The Real Food Trip: wonders of the West Coast, part 1

Posted by Deni Archer on 29 February 2012

This time of the year, the West Coast landscape is a continuum of amber and bronze tones, giving the effect of being lightly toasted. And in effect it is – it’s the dry season and water is scarce. Very little grows and everything seems washed-out. The light is intense – the austere environment is so reflective, it makes eyes squint and brows furrow.

We arrived in Paternoster on Monday, after spending two nights on a farm near Jacobsbaai. It’s a rugged seaside village, typical to the west coast, and if you love expansive beaches, rocky outcrops, windswept coastal fynbos and of course kreef, then this is the place for you. The village was built around the fishing industry and the locals still depend strongly on fishing to provide both food and income for their families.

We set off immediately with friends, Tom and Dierdre, scoping the area in the hope of finding local people from the fishing community who would be happy to tell us about their lives and livelihood – fish. We chanced upon Ida who, while fending off a gaggle of small children, was deftly gutting the local staple, harders, for dinner.
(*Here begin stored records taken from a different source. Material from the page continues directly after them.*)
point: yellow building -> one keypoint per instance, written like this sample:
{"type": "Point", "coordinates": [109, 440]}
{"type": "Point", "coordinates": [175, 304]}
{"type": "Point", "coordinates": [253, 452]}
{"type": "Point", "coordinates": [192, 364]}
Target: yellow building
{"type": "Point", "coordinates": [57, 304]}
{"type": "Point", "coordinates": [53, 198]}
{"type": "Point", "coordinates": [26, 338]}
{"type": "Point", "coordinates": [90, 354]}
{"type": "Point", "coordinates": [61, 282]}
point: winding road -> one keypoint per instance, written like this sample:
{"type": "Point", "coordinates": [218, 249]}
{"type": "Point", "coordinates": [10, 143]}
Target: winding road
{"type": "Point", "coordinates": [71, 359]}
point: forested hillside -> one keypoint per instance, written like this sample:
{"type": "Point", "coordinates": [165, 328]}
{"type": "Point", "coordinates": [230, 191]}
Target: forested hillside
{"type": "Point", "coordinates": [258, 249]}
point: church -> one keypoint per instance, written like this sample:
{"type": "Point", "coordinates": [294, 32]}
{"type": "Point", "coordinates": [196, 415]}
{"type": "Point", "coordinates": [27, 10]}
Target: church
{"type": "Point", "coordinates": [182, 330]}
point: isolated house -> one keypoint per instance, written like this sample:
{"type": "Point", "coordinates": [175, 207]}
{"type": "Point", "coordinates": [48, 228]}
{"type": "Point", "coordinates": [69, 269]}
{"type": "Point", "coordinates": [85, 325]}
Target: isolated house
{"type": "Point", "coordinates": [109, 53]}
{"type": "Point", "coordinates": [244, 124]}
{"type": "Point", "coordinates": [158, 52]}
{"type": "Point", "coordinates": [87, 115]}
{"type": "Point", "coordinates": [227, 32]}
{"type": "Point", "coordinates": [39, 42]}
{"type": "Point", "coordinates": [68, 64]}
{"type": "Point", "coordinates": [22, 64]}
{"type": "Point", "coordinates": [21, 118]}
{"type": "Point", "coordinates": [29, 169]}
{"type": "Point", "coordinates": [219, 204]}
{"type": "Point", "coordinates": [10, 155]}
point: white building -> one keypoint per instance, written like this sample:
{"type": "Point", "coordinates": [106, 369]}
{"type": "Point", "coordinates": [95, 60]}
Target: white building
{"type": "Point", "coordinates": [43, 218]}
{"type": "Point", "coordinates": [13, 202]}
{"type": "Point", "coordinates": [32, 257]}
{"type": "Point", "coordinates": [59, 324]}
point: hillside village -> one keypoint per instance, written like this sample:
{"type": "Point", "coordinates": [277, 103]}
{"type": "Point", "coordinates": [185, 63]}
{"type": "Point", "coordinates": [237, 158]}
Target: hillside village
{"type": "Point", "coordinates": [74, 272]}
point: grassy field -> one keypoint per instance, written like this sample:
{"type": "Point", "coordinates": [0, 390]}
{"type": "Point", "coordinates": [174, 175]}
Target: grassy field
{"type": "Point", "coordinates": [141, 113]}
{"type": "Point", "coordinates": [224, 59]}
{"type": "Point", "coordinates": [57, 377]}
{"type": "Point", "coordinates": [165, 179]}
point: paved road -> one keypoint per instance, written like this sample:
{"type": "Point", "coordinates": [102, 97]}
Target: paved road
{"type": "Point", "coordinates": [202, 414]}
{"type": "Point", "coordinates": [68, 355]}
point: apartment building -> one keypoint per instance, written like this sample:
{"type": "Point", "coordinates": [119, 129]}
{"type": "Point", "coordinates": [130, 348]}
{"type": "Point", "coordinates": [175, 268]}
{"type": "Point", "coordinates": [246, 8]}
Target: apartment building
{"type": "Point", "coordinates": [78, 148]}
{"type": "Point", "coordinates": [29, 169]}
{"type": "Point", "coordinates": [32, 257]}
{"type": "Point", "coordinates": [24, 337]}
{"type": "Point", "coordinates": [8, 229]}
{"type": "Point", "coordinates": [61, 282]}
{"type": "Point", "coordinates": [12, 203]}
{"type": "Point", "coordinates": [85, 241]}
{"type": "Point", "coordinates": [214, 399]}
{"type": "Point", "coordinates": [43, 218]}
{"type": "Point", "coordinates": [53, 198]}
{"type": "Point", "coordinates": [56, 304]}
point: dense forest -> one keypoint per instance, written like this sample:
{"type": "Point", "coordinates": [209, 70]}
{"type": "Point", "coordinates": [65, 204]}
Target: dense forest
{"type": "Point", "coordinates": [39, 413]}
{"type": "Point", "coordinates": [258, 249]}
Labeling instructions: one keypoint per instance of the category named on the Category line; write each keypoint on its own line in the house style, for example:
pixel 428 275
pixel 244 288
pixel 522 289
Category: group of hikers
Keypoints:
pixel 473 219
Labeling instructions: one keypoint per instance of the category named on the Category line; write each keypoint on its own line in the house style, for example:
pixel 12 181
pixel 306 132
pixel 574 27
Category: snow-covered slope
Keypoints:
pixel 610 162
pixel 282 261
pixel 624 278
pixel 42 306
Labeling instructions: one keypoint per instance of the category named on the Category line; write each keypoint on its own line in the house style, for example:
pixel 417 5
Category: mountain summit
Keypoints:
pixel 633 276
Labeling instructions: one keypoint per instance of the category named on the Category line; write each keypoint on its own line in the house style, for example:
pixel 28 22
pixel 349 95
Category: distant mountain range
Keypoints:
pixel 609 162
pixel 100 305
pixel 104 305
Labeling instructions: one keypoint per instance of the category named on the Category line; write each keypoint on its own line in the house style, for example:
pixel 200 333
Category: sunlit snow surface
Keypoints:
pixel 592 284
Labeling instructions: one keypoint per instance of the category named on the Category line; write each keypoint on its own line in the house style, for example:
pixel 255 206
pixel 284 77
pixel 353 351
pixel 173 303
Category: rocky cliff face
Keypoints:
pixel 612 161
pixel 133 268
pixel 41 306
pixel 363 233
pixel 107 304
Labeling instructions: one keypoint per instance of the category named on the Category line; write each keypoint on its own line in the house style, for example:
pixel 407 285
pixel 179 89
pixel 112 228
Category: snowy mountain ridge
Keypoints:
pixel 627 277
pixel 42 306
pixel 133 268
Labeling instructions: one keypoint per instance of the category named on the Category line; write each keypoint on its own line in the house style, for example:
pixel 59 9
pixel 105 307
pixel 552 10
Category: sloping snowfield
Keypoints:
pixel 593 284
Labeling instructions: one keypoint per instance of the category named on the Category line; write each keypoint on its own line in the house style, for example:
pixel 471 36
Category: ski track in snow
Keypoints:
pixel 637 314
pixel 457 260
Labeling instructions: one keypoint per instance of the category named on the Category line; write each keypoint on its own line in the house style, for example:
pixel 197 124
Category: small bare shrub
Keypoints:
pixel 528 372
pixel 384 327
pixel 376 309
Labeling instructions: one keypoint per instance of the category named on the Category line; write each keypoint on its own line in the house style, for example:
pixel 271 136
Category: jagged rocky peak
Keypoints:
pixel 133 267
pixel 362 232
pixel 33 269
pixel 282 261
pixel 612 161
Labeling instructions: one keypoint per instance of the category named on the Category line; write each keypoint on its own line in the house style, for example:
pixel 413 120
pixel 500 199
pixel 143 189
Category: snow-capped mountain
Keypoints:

The harder is a small fish, similar to a sardine. If you’ve seen men hauling in nets of quivering silver slivers on the beach, there’s a good chance you’ve seen harders. Ida invited us back for a cooking demo later that afternoon. She prepared them simply: salted, lightly dusted with flour and fried golden in a pan, and served with bread and apricot jam. Sweet and salty – a favourite flavour combo here on the west coast.

Ida’s mother, Tante Anna, is the local herb lady. Harking from Namaqualand she doesn’t call herself a local, though she’s 73 and has spent most of her life here. ‘Paternoster is a tragic place,’ she says scrunching up her crinkled face – it took her some time to ‘learn the sea.’ But she knows her herbs, and can tell you which plants to rub on your body for pains, or brew into a tea for a headache. She describes how hard her husband used to work as a fisherman – up at 4am and home late. It wasn’t an easy life on the sea but he loved it and he provided for their eight children. ‘These days the men don’t rise early anymore. They don’t know hard work.’ She says there aren’t as many fish anymore either.

According to the scientists, she’s right. Both the harder and the hottentot – the primary catch of Paternoster – are on the SASSI orange list, meaning you should ‘think twice’ before buying them as they’re severely at risk. The idea that the fish are scarcer these days was a general echo across the community – Isaac, a 60 year old fisherman, has noticed a significant decline in the size of his harder catches since he was young, and Tannie Meisie believes the same. A young fisherman we spoke to, however, bluntly stated it was not true – the scientists are doing their studies in ‘the wrong places’ and the restrictions are unnecessary and simply causing them to ‘steal to survive.’

This made us realise that Tante Anna’s musing about Paternoster was not so amusing after all – it really is tragic that a community with fishing in their blood (most people we spoke to were in agreement that the fishermen know nothing else but the sea) are in severe danger of losing their livelihoods.